2.1. Statistical methods

The PASS 2013 statistical software was used to determine the sample size needed to detect a difference of 30% between the two treatment groups in the percentage of healed subjects. Under the above assumption, 20 subjects for treatment group 1 (alginate controls) and 40 subjects for treatment group 2 (EpiCord) would be required to meet the Type I error rate (P‐value) of 0.05 with 80% power for a total of 60 subjects for the study, yet we chose to study over 100 subjects.

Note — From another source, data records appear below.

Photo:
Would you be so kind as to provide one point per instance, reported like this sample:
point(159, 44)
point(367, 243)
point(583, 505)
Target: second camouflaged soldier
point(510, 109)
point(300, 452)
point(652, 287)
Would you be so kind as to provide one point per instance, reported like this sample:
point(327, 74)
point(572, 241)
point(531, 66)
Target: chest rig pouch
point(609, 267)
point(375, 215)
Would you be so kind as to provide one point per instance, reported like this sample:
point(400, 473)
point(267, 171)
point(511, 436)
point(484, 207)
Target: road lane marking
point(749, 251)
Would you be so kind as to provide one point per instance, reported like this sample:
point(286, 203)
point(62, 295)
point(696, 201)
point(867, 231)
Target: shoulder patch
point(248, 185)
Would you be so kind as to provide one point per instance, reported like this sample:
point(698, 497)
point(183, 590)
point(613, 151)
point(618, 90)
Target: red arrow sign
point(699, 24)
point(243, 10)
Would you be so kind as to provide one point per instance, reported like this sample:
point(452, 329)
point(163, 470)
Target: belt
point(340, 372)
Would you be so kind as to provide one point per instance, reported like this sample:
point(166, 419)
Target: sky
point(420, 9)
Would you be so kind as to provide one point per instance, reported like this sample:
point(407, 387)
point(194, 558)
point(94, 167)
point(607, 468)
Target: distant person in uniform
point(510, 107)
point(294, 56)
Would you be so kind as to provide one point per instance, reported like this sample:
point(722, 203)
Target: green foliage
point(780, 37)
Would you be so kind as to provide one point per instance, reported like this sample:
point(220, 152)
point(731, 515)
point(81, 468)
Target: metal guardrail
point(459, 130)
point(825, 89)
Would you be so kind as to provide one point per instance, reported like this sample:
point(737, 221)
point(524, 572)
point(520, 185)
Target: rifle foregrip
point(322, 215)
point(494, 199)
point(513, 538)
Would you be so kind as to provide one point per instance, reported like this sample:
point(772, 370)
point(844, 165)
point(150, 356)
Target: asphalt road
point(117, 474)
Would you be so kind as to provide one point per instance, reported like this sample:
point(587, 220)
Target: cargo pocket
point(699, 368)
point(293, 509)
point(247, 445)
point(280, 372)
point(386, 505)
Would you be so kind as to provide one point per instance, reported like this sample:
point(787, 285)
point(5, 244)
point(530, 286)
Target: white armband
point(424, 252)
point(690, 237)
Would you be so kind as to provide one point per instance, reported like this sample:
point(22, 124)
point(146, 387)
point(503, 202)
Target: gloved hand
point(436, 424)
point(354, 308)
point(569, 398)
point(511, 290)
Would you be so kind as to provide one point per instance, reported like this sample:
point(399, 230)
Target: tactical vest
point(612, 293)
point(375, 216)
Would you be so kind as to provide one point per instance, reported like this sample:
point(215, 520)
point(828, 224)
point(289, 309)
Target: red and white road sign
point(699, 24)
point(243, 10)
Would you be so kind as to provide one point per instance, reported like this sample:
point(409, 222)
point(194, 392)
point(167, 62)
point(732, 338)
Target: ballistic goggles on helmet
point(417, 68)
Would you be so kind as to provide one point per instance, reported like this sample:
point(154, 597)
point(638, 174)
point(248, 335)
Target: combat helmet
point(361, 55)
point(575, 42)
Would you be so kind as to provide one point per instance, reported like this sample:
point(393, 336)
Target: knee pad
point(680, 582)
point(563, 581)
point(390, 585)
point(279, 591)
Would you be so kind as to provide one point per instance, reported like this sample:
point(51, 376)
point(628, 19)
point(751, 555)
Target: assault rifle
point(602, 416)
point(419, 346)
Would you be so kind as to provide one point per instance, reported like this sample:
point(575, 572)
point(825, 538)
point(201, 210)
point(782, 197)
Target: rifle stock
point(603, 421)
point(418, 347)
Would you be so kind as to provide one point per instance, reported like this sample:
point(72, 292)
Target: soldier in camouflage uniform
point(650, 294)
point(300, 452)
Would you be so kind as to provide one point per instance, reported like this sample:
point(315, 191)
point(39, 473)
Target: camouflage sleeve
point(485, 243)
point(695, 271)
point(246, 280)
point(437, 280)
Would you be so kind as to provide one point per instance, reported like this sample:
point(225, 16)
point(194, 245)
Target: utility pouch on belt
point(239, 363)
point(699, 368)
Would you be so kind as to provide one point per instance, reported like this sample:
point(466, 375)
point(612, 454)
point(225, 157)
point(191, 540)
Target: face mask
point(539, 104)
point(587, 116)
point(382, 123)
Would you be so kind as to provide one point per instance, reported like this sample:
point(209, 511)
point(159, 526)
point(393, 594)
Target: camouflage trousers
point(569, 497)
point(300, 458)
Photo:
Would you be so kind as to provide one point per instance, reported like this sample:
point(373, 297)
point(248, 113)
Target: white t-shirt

The intent‐to‐treat (ITT) population (all randomised subjects) was used as the basis for the primary efficacy analysis. All randomised subjects meeting study inclusion criteria who received at least one application of EpiCord were used for the analysis of safety data. Subjects who discontinued the trial before their wound healed were categorised as treatment failures for the primary efficacy analysis, and their last observation was carried forward.

Continuous variables were summarised as means and standard deviations (SDs); medians were also reported for data with non‐normal distribution. Categorical variables were reported as proportions/percentages. Parametric and non‐parametric tests were used as appropriate. Student's t‐test or the Kruskal‐Wallis test was used to test for differences in continuous variables. For categorical variables, Fisher's exact tests were performed to test for statistical differences. Kaplan‐Meier analysis was performed. Two‐sided P‐values < 0.05 were considered significant. SAS 9.4 (SAS institute, Inc., Cary, North Carolina) was used to perform statistical testing.

The primary efficacy end point examined was the percentage of subjects in the ITT population, with complete closure of the study ulcer within 12 weeks of treatment initiation. Twelve‐week healing rates were also examined in subjects completing the study per protocol and for only those wounds determined to have received consistent, adequate debridement.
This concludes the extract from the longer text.